I had one, but since it was ‘What the fuck?’ I didn’t ask it. I didn’t have to; J-J answered it anyway.

‘You don’t just walk in and head a team, Felix,’ she pointed out reasonably. ‘You’ve been away from the unit for a long time, and our operating methods have changed very significantly. Gil has my complete confidence, and I’m sure you’ll find him an inspirational leader.’

She turned on her heel and left, with a final nod to my new colleagues.

‘Any questions?’ Gil asked again, in a voice that expected the answer no. ‘Okay, then get moving, people. There’ll be time enough to sleep when we’re dead.’

‘Or possibly not,’ Samir observed scrupulously as we headed for the lift.

8

Samir seemed disposed to talk on the way to the Tube, and most of his talk consisted of questions. How long had I been on the staff at the MOU? Had I really been part of the team that raised Rosie Crucis? What did I think of Peckham Steiner’s books? Was the London scene any different now than it had been ten years ago?

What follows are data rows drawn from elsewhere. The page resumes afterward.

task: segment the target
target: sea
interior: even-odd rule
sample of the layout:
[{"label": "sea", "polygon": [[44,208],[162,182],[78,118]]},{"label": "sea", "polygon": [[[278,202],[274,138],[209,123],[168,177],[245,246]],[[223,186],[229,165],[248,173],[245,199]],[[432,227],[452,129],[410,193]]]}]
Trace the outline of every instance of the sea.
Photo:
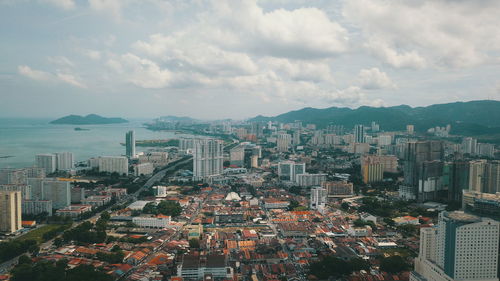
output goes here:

I fielded most of these queries with grunts and monosyllables. Sam was affable enough, but I really wasn’t in the mood. Since I’d gone to bed the previous night, I’d been stabbed by a demon, patronised by Jenna-Jane and broken back to the rank of poor bloody infantry. On top of all that, being civil seemed like way too much effort.

But in the absence of any input from me, Sam had no trouble keeping up the conversation all by himself. He told me about how the ‘shit’, as he called it, had kicked in for him: how his secondary personality, who he referred to as Turk, had shown himself first in mischievous and even destructive ways – mocking his parents, picking fights with his friends. A posse of psychiatrists had examined Sam, and after flirting briefly with Tourette’s syndrome had converged steadily on a verdict of acute psychosis. Medication of increasing ferocity failed to do anything except make him as dopey as a punched-out prizefighter. ‘I was heading for a rubber room until I saw my first ghost,’ Sam said, laughing as though he found all this genuinely funny now. ‘Then Turk started swearing and catcalling and insulting it. And it just went away. Piecemeal. As though the words blew holes in it. Exorcism by fucking verbal abuse, can you believe that, Castor?’